Somewhere recently, with someone, the conversation of time travel came up. They spoke about how travel into the future might technically be possible, given the speed of light and various other parameters. But travel to the past? That’s a no-no.

Their argument: Let’s say I travelled back to 1983. And I was shot. Who would have shot me?

I’m not a massive fan of SciFi. I’m as gullible as the next when it comes to many fictional premises, but I can’t seem to get my head around SciFi. I’ve no problem believing talking mice or tweetie birds, but I have a hard time with back-to-the-future scenarios.

Enter Japanese playwright and author, Toshikazu Kawaguchi.
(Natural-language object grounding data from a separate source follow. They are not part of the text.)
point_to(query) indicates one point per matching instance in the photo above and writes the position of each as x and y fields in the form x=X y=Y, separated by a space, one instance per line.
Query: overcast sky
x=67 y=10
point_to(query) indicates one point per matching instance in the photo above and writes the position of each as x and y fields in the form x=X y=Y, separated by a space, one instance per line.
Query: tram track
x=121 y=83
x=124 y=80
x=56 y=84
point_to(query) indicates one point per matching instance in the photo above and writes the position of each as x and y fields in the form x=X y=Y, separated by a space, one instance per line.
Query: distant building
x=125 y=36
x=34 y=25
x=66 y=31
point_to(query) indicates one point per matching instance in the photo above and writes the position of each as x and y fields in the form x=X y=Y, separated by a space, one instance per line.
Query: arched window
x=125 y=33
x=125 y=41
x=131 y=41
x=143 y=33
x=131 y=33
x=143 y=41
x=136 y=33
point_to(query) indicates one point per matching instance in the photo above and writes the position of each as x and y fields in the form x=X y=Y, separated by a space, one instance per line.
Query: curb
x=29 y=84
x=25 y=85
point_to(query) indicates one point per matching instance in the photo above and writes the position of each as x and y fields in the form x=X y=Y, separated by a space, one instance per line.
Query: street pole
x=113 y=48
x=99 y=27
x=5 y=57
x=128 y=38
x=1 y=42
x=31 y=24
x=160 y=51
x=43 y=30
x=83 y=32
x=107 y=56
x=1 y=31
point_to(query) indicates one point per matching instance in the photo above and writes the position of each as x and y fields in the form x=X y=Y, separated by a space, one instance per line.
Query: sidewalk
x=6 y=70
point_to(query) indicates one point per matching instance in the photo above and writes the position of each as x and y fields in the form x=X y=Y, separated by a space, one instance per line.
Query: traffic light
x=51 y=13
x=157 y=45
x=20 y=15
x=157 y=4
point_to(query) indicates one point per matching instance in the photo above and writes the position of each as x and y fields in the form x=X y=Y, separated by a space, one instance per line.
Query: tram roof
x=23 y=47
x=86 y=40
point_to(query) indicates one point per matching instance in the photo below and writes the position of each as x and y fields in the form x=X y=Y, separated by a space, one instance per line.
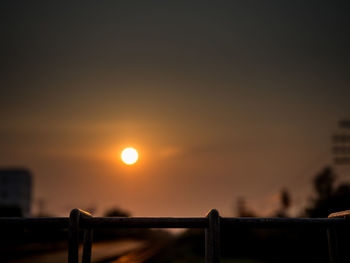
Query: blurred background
x=242 y=106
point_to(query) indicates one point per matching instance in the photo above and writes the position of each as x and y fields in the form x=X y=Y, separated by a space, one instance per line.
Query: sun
x=129 y=156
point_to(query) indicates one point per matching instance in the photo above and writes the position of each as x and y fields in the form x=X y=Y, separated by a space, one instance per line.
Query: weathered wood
x=73 y=236
x=212 y=238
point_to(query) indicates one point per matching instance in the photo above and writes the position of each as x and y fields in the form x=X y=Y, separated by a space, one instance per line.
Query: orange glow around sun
x=129 y=156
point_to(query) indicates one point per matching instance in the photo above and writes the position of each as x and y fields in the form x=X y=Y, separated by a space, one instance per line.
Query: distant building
x=16 y=190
His award-winning play, Before the Coffee Gets Cold, is now a bestselling book with three more coming in quick succession.

The premise?

The idea behind the story is a beautifully simple premise; a gateway to time travel in an unassuming cafe. But there are as many curious and magical details to the time travel itself as there are characters to meet. The customers of cafe Funiculi Funicula may travel back in time, to any time they like, for any reason they may have. However, they must return before their cup of coffee is cold. And there are a few more caveats to keep in mind too; you can only time travel when sitting in a particular seat within the cafe, and you must not move from that seat when you do travel to the past. Oh, and whatever is said and done when you do go back, will never change the future.

I’ve sat in particular seats before. In Edinburgh, in what was once Nicolson’s Café, owned by JK Rowling’s brother-in-law. In Nashville, in the honky-tonk, Tootsies, where Johnny Cash once sang. And sat. The Eagle and Child in Oxford, where Oscar Wilde would sit for hours.
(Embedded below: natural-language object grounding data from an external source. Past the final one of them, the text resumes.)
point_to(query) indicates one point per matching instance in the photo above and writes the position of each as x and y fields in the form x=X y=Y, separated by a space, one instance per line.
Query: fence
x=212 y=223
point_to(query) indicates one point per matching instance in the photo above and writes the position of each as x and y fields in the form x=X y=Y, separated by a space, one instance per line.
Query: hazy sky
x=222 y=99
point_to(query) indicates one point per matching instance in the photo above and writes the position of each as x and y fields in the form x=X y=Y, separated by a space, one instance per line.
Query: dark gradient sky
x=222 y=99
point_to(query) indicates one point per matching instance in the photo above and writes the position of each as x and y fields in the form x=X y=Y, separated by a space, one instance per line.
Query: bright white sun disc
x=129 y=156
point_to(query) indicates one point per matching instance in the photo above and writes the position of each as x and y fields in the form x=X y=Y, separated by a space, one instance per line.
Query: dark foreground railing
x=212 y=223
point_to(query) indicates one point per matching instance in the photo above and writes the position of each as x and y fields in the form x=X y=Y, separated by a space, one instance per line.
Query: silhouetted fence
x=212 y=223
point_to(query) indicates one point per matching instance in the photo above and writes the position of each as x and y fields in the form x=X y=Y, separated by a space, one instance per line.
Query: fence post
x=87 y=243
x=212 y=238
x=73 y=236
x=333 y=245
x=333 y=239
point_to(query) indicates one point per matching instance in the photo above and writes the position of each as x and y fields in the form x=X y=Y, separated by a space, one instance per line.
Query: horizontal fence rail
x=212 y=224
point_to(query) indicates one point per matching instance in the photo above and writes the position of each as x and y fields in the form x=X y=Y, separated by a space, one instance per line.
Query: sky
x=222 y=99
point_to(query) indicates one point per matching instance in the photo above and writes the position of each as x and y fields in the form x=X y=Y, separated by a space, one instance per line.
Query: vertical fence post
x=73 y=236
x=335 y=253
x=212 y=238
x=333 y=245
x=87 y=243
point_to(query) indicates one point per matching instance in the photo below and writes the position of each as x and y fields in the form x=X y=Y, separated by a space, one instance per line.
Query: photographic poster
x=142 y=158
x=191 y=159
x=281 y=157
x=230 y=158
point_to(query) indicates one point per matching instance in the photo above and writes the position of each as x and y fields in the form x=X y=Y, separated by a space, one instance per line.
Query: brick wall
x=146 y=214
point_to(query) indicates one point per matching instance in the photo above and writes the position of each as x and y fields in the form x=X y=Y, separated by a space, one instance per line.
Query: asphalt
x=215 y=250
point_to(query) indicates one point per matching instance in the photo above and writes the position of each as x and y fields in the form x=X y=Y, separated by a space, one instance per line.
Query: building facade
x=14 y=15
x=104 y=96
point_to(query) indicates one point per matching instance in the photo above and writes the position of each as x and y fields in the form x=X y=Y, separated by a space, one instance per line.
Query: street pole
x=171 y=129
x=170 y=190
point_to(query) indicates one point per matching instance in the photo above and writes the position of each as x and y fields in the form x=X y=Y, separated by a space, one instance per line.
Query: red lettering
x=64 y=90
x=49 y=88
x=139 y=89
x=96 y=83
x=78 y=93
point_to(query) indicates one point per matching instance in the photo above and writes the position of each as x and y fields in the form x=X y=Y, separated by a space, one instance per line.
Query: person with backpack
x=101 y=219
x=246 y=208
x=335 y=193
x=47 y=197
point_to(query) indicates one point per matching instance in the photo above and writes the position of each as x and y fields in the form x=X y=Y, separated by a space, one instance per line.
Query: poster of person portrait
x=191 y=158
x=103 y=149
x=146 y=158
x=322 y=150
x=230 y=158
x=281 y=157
Café Funiculi Funicula though, that’s a different beanery or bar entirely.

I’ve not yet read the book. I did, however, take note of the passage from the play that prompted me to buy it.

It struck a chord.

Don’t leave anything for later.
Later, the coffee gets cold.
Later, you lose interest.
Later, the day turns into night.
Later, people grow up.
Later, people grow old.
Later, life goes by.
Later, you regret not doing something…
When you had the chance.
Life is a fleeting dance, a delicate balance of moments that unfold before us, never to return in quite the same way again.
Regret is a bitter pill to swallow, a weight that bears down upon the soul with the burden of missed chances and unspoken words.
So, let us not leave anything for later. Let us seize the moments as they come, with hearts open and arms outstretched to embrace the possibilities that lie before us. For in the end, it is not the things we did that we regret, but the things we left undone, the words left unspoken, the dreams left unfulfilled.
— Before the Coffee Gets Cold is a 2015 novel by Toshikazu Kawaguchi

And while the coffee grows cold and I lose interest and day turns to night and people grow up and grow old, later becomes more and more ephemeral.

I was home in April and went to two funerals. I was home again in June and went to two more. Later as a concept is beginning to pale.

Grateful for the reminder.

4 responses

  1. This blog is becoming Rose’s first reading material❤️ I must give that book a read! I am a big sci-fi fan!

  2. This part is so true and a great favourite when deciding whether to do something – “For in the end, it is not the things we did that we regret, but the things we left undone, the words left unspoken, the dreams left unfulfilled.”
    Thanks Mary

    1. Brought to mind a quoation from Sydney J Harris: Regret for the things we did can be tempered by time; it is regret for the things we did not do that is inconsolable.